Nonviolence training has become one of the cornerstones of the Students UNITE mission. Although Gainey realizes that the term “nonviolence” is often misunderstood.

“People think it means no violence, as in a passive stance,” said Gainey.

Really nonviolence is about direct confrontation, but confrontation that is backed by agape (unconditional) love.

Gainey and members of Students UNITE now teach King’s nonviolent principals during the Freedom Foundation’s Alternative Spring Break (ASB) programs. Students from across the country visit the foundation during Spring Break to volunteer, learn about civil rights history and participate in nonviolence training.

“We place a huge emphasis on the learning component of the experience,” said Shawn Samuelson, director of the foundation’s ASB program. “We feel it is critical to understand the history, environment and culture in order to understand why Selma is the way it is today.”

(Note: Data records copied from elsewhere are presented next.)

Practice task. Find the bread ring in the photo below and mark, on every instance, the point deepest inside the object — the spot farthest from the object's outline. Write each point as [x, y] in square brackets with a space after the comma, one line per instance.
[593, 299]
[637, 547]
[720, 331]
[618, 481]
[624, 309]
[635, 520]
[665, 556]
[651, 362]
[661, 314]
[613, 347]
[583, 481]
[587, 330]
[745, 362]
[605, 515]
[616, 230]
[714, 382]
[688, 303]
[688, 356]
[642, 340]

Since the foundation started the ASB program in 2008, approximately 2,500 students have participated from 50 different schools across the country. The program has grown every year and saw exponential growth in 2011 when the foundation’s program was recognized as “Site of the Year” by Breakaway, an organization that helps connect colleges with ASB programs. This year alone, the foundation hosted 650 students.

In July, Students UNITE will host a Summer Nonviolence Training Institute specifically designed to teach King’s philosophies.

Having seen the wreckage caused by the recent Baltimore riots, Gainey said  now is as important a time as ever to teach students about making change the right way.

A Young Revolution

Lynda Lowery, who was the youngest protester to march from Selma to Montgomery alongside Dr. King in 1965 (hear her full story here), agrees wholeheartedly. She said  that being a part of the nonviolence movement saved her life; without it, she would have become a “very hateful and militant person.”

At the age of seven, Lowery’s mother died unable to get a blood transfusion from the all-white hospital. From 7 to 12, Lowery “hated white people more than they could ever hate her.” But when she was 12, she heard “a remarkable man speak.” It was Rev. Martin Luther King Jr.

“He spoke about change and how you make change: through steady, loving, confrontation. I heard those three words and said, I could do that.,” remembered Lowery.”He said it again: Steady, loving, confrontation. It felt like a warm blanket on a cold night. I was convinced, at 13, that I could make change using steady, loving confrontation.”

Lowery started training in Dr. King’s nonviolent, direct action philosophy. She became involved with the Student Nonviolence Coordinating Committee (SNCC). She marched with groups of her classmates, all in their teens. In the 1960s, she said, it was primarily “a children’s movement.”

“We the children went marching because if our parents did they could loose their jobs, or worse, the KKK would rise up” she explained. “It became a children’s movement so we could ease that burden from them.”

Even though today adults might not face the same degree of pushback for participating in social activism , Lowery said the movement still needs to be powered by youth. She has been a supporter of the foundation because, like the movement she was a part of, the foundation focuses on young people and nonviolence training. They subscribe to the notion that to make change, you need the energy of the young people, and the wisdom and leadership of the old.

In a sense, it seems the old and new movements are joining hands and trudging the bridge of change together.

“The new movement,” Botello said, “is fueled by a powerful exhibition of integration.”

Selma was, and is, a testing ground for change.

Or as a RatCo participant stated: “Maybe we can‘t change an entire nation right now, but we can start with a city. And if the city isn‘t ready for it, at least the change has started in me.”